Some things are easy to convert from a long-running sequential process to a system where each part runs at the same time, thus reducing the required time overall. We often call these “embarrassingly parallel” problems, but given how easy it is to reduce the time it takes to execute them by converting them into a parallel process, “pleasingly parallel” may well be a more appropriate name.
Using the foreach package (available on CRAN) is one simple way of speeding up pleasingly parallel problems using R. A
foreach loop is much like a regular
for loop in R, and by default will run each iteration in sequence (again, just like a
for loop).

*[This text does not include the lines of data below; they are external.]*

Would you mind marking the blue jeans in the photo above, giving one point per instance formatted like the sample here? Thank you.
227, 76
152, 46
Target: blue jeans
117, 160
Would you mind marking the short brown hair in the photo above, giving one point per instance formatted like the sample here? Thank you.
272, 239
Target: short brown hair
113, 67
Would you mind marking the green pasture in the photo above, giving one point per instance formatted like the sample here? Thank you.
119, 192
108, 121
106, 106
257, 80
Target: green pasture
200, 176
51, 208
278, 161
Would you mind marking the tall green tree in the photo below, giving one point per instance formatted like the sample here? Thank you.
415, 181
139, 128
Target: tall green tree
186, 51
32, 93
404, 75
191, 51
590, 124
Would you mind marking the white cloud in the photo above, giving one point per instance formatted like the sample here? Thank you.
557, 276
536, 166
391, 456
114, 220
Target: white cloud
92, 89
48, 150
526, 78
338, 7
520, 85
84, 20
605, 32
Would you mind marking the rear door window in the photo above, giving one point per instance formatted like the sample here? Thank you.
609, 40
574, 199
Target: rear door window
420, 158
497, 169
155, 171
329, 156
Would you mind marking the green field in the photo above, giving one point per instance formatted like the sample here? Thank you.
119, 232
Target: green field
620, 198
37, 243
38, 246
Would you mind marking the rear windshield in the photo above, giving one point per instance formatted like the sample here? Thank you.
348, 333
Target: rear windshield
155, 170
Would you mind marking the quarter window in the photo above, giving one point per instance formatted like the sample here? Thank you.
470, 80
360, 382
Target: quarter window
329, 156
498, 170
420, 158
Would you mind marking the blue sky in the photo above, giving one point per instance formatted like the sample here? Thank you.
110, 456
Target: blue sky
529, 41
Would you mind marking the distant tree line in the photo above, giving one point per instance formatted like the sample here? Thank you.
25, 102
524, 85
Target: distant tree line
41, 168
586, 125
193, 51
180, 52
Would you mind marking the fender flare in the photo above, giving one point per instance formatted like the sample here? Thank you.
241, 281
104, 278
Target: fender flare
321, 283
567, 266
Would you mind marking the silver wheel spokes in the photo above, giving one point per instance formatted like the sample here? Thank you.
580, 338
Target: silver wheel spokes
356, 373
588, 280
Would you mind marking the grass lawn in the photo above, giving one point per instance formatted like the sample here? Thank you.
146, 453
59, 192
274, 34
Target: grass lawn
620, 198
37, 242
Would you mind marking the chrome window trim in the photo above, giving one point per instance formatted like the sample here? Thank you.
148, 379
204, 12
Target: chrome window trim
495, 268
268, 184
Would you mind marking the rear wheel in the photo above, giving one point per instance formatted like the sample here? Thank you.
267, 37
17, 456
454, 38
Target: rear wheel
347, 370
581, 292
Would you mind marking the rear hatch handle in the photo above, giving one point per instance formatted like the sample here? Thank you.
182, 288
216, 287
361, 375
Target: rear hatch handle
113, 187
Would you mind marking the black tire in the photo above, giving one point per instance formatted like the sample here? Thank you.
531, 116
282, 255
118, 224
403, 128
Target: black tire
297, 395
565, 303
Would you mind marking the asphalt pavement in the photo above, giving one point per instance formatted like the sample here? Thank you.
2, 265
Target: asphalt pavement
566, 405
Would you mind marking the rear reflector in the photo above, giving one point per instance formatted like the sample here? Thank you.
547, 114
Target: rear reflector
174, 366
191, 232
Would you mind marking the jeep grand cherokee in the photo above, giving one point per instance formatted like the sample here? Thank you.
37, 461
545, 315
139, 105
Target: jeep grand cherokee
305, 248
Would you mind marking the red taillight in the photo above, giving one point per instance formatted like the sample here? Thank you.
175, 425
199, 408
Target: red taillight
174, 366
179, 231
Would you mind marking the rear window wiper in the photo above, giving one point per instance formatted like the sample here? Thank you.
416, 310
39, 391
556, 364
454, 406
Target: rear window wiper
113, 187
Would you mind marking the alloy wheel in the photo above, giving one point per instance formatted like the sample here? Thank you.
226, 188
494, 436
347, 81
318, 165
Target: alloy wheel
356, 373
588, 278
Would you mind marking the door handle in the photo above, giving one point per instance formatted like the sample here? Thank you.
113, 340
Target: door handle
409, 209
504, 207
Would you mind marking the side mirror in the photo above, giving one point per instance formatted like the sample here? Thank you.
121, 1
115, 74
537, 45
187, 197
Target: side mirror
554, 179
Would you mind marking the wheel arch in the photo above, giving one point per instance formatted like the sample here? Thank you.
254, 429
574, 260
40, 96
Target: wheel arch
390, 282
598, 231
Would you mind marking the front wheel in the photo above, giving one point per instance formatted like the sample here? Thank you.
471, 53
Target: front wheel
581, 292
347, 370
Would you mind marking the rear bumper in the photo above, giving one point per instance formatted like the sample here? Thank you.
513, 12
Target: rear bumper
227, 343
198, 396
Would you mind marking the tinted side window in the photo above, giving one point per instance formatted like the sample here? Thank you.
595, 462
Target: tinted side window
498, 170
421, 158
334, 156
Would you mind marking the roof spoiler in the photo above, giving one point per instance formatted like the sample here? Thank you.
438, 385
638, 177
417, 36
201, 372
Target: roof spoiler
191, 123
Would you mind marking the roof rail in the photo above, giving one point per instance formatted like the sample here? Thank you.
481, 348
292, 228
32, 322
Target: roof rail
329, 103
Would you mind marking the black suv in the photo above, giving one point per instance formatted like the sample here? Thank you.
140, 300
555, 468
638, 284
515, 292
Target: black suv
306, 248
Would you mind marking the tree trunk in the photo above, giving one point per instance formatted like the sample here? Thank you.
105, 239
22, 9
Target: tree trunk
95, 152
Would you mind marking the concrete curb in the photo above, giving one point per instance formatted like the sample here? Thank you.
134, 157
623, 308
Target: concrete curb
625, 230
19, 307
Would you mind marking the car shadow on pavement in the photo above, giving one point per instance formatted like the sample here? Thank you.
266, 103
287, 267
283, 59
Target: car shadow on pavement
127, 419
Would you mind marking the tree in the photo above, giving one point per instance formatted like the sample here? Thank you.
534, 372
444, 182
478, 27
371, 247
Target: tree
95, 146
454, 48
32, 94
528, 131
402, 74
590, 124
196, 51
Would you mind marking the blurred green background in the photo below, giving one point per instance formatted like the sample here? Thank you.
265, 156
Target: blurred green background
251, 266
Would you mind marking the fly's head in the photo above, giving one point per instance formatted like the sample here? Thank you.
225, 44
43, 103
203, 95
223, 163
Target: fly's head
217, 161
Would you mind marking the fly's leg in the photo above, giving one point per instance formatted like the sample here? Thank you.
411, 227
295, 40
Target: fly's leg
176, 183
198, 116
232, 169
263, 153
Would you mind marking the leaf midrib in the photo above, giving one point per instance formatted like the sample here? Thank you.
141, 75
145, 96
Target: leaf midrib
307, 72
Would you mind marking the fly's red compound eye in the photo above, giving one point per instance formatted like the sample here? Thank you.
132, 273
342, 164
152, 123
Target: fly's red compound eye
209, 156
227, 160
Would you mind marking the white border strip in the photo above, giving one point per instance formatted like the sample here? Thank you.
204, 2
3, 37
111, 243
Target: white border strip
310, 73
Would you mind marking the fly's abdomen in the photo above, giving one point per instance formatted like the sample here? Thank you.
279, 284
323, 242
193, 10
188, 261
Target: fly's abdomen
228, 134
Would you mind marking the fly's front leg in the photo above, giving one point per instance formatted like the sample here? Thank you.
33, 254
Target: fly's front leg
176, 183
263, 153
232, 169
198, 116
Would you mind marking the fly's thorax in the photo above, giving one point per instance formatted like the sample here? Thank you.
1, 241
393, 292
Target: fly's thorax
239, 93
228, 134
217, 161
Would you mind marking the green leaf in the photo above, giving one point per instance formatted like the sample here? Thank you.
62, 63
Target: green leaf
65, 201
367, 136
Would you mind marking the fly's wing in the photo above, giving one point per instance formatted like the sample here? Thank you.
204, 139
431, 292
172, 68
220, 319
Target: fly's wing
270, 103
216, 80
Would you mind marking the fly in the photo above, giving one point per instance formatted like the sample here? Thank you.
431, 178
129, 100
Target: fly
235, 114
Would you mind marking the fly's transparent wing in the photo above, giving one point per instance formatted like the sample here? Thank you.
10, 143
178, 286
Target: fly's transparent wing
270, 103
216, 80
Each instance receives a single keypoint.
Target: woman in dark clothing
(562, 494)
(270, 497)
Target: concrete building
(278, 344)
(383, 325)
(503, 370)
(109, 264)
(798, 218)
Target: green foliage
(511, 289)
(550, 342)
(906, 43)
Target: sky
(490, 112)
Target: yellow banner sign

But by registering a parallel “backend” for foreach, you can run many (or maybe even all) iterations at the same time, using multiple processors on the same machine, or even multiple machines in the cloud.
For many applications, though, you need to provide a different chunk of data to each iteration to process. (For example, you may need to fit a statistical model within each country — each iteration will then only need the subset for one country.) You could just pass the entire data set into each iteration and subset it there, but that's inefficient and may even be impractical when dealing with very large datasets sitting in a remote repository. A better idea would be to leave the data where it is, and run R within the data repository, in parallel.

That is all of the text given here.